# Why does the shoelace formula work for computing the area of a triangle?

math Apr 02, 2020

The formula most people would be thinking of if they are asked to compute the area of a triangle would probably be $$A = \frac{1}{2}bh$$. While this formula is indeed very useful, there are situations where calculating the base and the height of a triangle is non-trivial. It would be quite convenient to have a formula that would compute the area of a triangle purely based on coordinates, wouldn't it?

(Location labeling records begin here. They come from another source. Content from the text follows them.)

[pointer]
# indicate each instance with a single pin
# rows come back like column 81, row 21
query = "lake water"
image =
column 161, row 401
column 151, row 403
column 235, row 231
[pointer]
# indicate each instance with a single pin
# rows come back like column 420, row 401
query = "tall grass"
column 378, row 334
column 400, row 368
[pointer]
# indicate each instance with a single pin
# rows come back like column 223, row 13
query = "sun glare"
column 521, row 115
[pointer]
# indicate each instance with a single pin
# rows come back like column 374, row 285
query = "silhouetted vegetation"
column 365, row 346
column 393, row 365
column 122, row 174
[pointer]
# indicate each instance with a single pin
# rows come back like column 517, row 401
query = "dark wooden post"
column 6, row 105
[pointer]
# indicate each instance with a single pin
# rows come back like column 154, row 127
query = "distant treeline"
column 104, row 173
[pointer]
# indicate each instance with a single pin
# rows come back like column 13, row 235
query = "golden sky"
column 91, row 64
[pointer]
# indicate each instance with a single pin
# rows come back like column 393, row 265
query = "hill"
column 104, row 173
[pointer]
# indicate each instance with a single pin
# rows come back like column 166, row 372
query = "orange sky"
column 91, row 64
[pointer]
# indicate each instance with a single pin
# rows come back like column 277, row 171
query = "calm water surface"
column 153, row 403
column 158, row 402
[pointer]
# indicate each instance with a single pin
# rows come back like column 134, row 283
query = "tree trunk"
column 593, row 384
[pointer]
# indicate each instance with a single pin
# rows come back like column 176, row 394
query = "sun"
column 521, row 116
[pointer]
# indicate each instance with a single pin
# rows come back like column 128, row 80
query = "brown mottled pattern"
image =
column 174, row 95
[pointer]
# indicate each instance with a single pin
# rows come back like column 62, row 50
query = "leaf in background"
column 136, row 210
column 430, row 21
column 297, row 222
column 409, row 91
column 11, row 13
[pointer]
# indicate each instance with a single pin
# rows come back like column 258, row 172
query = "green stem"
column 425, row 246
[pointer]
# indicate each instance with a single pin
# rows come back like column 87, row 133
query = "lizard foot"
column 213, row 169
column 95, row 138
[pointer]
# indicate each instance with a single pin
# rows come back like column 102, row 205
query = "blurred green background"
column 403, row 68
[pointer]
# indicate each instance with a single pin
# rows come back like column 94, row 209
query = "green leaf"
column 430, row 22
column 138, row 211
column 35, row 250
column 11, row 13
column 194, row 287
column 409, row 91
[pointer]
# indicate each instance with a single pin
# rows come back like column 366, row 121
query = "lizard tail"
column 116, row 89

Of course, much smarter people have already found such a formula in the 18th century (in fact, they found a formula that allows you to find the area for any polygon, not just triangles):
$A = {\frac {1}{2}}{\big |}(x_{A}-x_{C})(y_{B}-y_{A})-(x_{A}-x_{B})(y_{C}-y_{A}){\big |}$

But why does this formula work? To explain this, we'll build on another way to compute the area, namely using vectors: $$A = \frac{1}{2}|\vec{AB} \times \vec{AC} |$$. (This formula uses a nice property of the cross product. You can find explanations for it all over the internet.)
$$\vec{AB}$$ is equal to $$\begin{pmatrix} x_B - x_ A \\ y_B - y_A \end{pmatrix}$$, and similarly $$\vec{AC} = \begin{pmatrix} x_C - x_A \\ y_C - y_A \end{pmatrix}$$. Now, we can apply the cross product. As the cross product only works in three dimensions, we'll add a z-coordinate and set it to 0:
$\begin{pmatrix} x_B - x_A \\ y_B - y_A \\ 0 \end{pmatrix} \times \begin{pmatrix} x_C - x_A \\ y_C - y_A \\ 0 \end{pmatrix} = \begin{pmatrix} 0 \\ 0 \\ (x_B - x_A)(y_C - y_A) - (x_C - x_A)(y_B - y_A) \end{pmatrix}$
The first two components are zero and can therefore be ignored. So, let's put the z-component back into the original formula: $$A = \frac{1}{2} |(x_B - x_A)(y_C - y_A) - (x_C - x_A)(y_B - y_A)|$$.
What remains now is already very similar to the shoelace formula for triangles - only a little bit of transformation is needed now: $$A = \frac{1}{2} | \textcolor{red}{-} (\textcolor{red}{-} x_B \textcolor{red}{+} x_A)(y_C - y_A) \textcolor{red}{+} (\textcolor{red}{-} x_C \textcolor{red}{+} x_A)(y_B - y_A)| = {\frac {1}{2}}{\big |}(x_{A}-x_{C})(y_{B}-y_{A})-(x_{A}-x_{B})(y_{C}-y_{A}){\big |}$$. We negate the content of the first parentheses of both terms but also add a minus in front - this means that we have not changed the outcome, but only the notation. Now, our term is identical to the shoelace formula!